The Proust Questionnaire — ‘Appearance is important’: Kadri Gopalnath

The Proust Questionnaire is a fortnightly feature that alternates with the Saturday interview. These questions were most famously answered by the French writer Marcel Proust, whose personality-revealing responses came to define this form of celebrity confession.

February 17, 2012 03:56 pm | Updated 07:58 pm IST

Kadri Gopalnath

Kadri Gopalnath

What is your idea of happiness?

I'm happiest when I do not hurt anyone. When you try to make everyone around you happy, you too experience happiness.

What is your greatest fear?

There are a few fears that haunt me. I fear I may unwittingly cheat someone. I fear I may lose my power to get rid of my ego. I fear that one day I may change.

Which historical figure do you most identify with?

Mahatma Gandhi. I'm not sure whether I possess his great qualities. But he has impressed me immensely with his life and his principles. He was someone who sacrificed so much for the sake of the nation. I have always wondered whether we give him the respect he deserves.

Which living person do you most admire?

My guruji, T. V. Gopalakrishnan. What I admire most about him is his uncanny knack of spotting talent. He would go out of the way to promote and encourage this talent. He has helped so many young musicians find their feet.

What is the trait you most deplore in yourself?

Attempting to find perfection in everything.

What is the trait you most deplore in others?

Lack of respect for elders. This Bharatiya parampara (Indian tradition) is almost lost. It used be customary for young musicians to touch the feet of the elders. This I find is rapidly vanishing.

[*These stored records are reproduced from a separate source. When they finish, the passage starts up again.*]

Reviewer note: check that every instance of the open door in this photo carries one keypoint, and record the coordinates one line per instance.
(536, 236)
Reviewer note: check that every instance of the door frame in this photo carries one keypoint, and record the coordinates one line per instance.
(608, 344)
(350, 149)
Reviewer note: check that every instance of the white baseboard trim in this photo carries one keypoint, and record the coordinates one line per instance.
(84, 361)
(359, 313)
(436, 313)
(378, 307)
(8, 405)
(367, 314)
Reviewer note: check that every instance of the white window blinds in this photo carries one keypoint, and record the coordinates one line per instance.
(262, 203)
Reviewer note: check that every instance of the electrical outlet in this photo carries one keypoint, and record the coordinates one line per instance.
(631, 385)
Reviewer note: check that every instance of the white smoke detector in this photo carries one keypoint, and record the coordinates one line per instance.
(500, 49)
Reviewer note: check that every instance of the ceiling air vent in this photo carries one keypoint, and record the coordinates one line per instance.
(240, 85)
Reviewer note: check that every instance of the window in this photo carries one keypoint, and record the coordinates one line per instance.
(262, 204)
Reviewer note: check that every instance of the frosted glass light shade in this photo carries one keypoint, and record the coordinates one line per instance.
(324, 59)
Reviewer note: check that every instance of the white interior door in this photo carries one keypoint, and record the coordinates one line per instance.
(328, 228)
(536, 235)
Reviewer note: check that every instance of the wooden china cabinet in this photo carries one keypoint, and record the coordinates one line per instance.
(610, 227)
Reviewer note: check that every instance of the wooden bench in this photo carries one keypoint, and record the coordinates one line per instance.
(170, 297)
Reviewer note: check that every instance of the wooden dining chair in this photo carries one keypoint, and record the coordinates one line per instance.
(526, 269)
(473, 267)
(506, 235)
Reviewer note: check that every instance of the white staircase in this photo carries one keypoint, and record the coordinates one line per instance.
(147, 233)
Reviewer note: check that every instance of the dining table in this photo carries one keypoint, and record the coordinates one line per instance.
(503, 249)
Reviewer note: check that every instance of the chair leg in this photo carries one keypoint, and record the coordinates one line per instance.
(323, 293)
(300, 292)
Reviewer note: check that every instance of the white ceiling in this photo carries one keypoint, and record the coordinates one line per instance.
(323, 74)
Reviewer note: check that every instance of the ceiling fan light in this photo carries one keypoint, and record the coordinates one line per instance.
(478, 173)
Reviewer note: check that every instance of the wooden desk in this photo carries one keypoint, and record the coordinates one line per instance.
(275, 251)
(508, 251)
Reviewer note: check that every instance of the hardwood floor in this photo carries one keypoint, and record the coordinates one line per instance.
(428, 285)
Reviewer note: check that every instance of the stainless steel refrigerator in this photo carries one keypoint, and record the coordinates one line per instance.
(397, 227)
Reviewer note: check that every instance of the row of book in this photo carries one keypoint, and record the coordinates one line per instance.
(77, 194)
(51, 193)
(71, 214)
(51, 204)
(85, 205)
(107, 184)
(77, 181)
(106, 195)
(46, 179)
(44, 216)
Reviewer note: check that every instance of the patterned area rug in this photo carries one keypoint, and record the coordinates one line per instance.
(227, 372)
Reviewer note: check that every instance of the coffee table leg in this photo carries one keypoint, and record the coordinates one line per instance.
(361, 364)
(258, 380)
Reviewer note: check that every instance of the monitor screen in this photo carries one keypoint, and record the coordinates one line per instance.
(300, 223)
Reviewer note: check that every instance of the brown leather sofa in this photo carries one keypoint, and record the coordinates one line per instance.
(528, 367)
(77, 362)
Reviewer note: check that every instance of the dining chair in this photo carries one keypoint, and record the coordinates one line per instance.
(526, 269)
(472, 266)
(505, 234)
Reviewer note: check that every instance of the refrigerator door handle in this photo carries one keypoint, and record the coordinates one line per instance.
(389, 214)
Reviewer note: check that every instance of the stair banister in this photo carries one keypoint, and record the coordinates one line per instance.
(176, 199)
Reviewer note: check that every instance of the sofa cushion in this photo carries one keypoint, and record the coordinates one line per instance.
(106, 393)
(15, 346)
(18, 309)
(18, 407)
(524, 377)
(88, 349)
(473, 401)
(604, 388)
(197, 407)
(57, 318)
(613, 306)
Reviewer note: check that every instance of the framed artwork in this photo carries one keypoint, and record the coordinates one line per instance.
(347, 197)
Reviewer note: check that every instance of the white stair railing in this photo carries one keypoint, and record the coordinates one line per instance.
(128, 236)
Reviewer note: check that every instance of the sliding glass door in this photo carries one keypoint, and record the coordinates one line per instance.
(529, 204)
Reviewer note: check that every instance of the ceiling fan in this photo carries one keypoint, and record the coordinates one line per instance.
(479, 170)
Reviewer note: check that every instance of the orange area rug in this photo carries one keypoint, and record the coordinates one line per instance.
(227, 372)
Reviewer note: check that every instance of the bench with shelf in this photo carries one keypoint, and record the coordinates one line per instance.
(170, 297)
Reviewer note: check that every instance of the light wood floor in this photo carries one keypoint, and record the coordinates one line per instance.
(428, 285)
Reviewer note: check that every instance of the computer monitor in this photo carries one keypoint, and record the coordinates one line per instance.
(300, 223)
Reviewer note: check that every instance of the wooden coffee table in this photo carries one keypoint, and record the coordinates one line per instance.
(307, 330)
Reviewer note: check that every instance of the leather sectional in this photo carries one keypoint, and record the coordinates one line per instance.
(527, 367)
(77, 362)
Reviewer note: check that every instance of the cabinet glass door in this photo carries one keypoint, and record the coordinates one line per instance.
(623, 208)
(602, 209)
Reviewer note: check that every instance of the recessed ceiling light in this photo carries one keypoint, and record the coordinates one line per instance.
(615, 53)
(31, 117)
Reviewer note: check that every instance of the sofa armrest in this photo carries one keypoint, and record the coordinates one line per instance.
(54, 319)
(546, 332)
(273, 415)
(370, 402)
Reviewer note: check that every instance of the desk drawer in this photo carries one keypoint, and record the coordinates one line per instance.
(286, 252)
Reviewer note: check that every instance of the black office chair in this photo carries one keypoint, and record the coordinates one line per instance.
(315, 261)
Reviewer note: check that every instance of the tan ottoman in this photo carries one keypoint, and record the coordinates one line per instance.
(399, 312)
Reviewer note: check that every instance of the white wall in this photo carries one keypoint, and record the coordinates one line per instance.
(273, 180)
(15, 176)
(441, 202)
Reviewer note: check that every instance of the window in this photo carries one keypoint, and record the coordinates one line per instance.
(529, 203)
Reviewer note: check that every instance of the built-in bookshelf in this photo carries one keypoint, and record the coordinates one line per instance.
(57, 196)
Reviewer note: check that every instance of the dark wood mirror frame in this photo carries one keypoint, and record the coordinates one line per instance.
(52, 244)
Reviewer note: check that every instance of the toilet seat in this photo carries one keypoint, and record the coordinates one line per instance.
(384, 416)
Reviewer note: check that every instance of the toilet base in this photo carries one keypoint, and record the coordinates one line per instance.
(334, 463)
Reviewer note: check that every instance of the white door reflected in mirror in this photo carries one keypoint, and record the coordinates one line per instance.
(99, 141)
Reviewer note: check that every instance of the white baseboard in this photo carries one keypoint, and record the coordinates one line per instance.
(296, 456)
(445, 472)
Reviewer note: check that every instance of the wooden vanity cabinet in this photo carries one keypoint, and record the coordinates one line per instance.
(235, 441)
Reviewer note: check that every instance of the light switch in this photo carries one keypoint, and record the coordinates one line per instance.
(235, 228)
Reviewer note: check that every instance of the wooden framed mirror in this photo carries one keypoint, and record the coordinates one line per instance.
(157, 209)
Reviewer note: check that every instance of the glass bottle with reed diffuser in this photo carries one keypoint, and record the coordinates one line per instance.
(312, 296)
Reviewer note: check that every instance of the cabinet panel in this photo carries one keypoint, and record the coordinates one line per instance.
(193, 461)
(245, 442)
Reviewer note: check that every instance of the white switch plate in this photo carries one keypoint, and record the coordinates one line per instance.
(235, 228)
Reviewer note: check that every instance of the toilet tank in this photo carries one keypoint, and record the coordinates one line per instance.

What is your greatest extravagance?

Call it extravagance if you will, but I'm not stingy when it comes to buying clothes, especially those I wear for my concerts. On stage, I believe, an artist must look neat and presentable. Appearance is important.

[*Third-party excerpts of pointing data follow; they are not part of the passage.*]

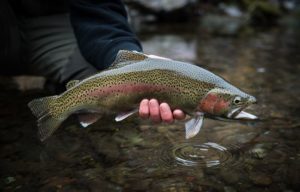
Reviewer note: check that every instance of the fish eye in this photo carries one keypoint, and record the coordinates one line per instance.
(237, 100)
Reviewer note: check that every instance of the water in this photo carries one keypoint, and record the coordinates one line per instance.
(140, 156)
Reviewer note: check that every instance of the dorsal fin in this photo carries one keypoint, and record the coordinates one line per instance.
(127, 56)
(72, 83)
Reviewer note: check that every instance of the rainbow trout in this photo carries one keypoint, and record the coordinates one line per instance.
(135, 76)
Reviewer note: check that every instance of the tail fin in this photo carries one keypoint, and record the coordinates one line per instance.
(47, 124)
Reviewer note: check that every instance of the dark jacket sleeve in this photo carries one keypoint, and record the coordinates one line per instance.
(102, 29)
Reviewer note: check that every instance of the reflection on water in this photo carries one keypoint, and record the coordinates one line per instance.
(139, 156)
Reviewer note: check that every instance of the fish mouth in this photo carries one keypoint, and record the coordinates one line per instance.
(238, 113)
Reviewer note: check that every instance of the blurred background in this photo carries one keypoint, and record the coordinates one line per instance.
(254, 44)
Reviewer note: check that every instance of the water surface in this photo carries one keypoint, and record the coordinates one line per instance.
(137, 155)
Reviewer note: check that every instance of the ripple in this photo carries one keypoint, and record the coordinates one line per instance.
(206, 155)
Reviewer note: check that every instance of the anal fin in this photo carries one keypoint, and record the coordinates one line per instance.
(193, 126)
(88, 118)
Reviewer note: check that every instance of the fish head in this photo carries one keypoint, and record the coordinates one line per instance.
(227, 104)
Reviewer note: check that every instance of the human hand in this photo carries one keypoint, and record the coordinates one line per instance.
(159, 112)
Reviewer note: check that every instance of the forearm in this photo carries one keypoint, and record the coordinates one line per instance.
(101, 29)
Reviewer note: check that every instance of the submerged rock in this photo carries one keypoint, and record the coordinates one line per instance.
(260, 179)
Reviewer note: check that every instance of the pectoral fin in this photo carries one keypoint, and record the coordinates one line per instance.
(72, 83)
(88, 119)
(123, 116)
(193, 126)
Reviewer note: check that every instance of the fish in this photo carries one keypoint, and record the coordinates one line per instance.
(134, 76)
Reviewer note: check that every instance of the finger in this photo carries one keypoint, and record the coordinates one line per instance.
(154, 110)
(144, 109)
(166, 113)
(178, 114)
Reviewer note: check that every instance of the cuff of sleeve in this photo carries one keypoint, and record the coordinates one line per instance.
(112, 52)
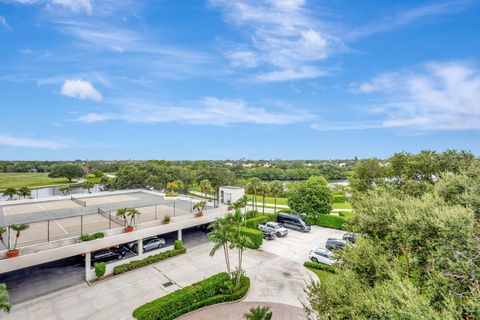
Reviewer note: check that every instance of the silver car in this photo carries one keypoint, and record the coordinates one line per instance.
(280, 230)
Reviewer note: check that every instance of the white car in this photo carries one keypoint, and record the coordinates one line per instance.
(280, 230)
(322, 256)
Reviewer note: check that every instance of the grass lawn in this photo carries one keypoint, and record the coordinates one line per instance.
(344, 205)
(31, 180)
(269, 200)
(321, 274)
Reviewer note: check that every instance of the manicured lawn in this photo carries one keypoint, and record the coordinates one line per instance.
(269, 200)
(22, 179)
(321, 274)
(344, 205)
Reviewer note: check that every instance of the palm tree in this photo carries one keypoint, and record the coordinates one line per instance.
(87, 185)
(220, 236)
(258, 313)
(10, 192)
(65, 190)
(18, 228)
(4, 298)
(205, 186)
(122, 213)
(133, 213)
(276, 189)
(264, 190)
(252, 187)
(24, 192)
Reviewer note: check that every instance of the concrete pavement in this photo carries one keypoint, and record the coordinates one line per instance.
(276, 270)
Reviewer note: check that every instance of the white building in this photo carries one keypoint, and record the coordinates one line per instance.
(230, 194)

What is your favourite journey?

My life's journey. I started out with nothing, right from ground level. It was not easy for my father to bring up eight children. I look back on those fledgling days with a sense of surprise, awe. The journey till where I am today is my favourite.

Who is your favourite painter?

I'm not someone with ultramodern taste. My choice is Raja Ravi Varma. No one, for me, can be better than him. I have seen so many of his amazing works while at Gwalior and, of course, at the Mysore Palace. They still continue to fascinate me. I have had the fortune to see some of the greatest paintings while travelling abroad like the Mona Lisa. But Ravi Varma remains my personal favourite.

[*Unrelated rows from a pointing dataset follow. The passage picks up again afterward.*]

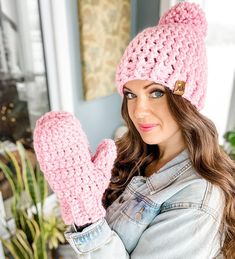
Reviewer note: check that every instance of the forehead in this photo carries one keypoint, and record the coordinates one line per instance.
(141, 84)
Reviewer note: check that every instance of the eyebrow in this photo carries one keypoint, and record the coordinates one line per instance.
(145, 87)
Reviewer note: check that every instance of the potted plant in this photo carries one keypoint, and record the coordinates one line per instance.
(229, 146)
(33, 235)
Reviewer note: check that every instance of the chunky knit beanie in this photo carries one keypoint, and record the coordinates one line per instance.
(172, 54)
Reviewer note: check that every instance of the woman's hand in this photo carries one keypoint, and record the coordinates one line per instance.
(78, 178)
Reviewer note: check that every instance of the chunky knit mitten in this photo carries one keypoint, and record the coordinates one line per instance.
(78, 178)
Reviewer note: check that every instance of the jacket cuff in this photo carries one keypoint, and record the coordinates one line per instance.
(91, 237)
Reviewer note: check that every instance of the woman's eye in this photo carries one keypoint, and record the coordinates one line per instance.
(157, 94)
(129, 95)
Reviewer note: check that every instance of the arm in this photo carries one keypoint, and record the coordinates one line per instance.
(180, 233)
(97, 241)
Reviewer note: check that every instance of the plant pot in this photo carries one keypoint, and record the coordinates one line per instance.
(64, 252)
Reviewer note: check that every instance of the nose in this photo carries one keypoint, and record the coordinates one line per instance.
(141, 109)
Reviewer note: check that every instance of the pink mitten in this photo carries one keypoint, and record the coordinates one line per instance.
(78, 179)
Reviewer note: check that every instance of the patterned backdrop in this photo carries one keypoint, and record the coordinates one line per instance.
(104, 34)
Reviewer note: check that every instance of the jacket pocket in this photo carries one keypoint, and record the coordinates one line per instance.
(140, 211)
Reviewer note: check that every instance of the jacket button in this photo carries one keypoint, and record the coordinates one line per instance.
(139, 214)
(121, 199)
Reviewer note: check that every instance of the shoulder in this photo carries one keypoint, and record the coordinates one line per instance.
(196, 192)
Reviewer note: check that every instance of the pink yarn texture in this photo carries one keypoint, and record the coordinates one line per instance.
(171, 51)
(78, 178)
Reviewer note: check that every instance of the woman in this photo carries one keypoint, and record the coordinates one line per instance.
(171, 193)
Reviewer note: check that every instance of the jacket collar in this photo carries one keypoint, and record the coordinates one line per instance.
(169, 172)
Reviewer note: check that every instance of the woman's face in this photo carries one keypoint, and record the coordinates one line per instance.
(148, 109)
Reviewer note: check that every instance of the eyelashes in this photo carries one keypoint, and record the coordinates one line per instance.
(155, 94)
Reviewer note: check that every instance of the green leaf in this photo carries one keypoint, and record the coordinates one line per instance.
(19, 248)
(10, 177)
(24, 242)
(10, 247)
(17, 170)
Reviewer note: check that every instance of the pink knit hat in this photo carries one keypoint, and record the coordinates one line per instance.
(173, 54)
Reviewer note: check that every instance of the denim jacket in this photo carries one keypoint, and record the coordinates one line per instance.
(173, 214)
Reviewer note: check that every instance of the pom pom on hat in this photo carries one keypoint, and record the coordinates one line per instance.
(172, 54)
(187, 14)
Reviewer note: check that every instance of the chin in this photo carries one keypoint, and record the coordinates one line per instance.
(149, 141)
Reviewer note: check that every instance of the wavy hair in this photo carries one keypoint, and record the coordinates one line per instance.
(208, 158)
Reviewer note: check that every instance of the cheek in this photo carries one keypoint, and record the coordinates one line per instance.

What do you consider the most overrated virtue?

Undue respect. I have felt awkward when people, especially elders, touch my feet. I wonder whether I deserve this. And I pray I don't get carried away by such a show of affection.

On what occasion do you lie?

Oh! Yes (laughs). Sometimes. Like, for example, during concerts you are flooded with requests and there is very little time. You have the organiser looking at his watch for he may have to shell out more if I go beyond the stipulated time. This happens abroad. I then tell the audience, ‘See I could have played some of your requests but I have forgotten them and will do so on another occasion.'

What do you dislike most about your appearance?

I'm not really sure. (Thinks for a while…) I can't say. There's something about my personality I don't approve of, neither does my family. I talk too much.

Which living person do you most despise?

Not any specific person. But I cannot stand people who boast a lot. I see them around me all the time. They have very little knowledge of music but talk as if they are masters. I hate that kind of showing off.

Which words or phrases do you most overuse?

It must be words like ‘shabash,' ‘wah wah' and ‘balle' that I keep using during my concerts to boost the morale of the artistes accompanying me.

What is your greatest regret?

Not having my parents with me now.

What or who is the greatest love of your life?

My music, my saxophone is my greatest love.

When and where were you happiest?

When I'm at a concert.

What is your present state of mind?

Relaxed. Before I begin a concert, I keep my mind clear, meditate, and there is silence around.

How would you like to die?

On the stage, during a performance like you often see in films and sometimes in real life. If that does not happen it must be ‘anayasena maranam, nina dainyena jeevitham…' (A life without hardships and an end that is peaceful…)

What is your favourite motto?

Do good to people; be generous.

Kadri Gopalnath is synonymous with the Indian classical saxophone. Hetraverses the globe performing classical and fusion concerts. He has recorded albums with numerous musicians. The album ‘Blue Rhizone' by the New Quartet, composed by Karl E. H. Seigfried, is a tribute to Kadri and his saxophone. He has participated in prestigious music festivals in India and abroad.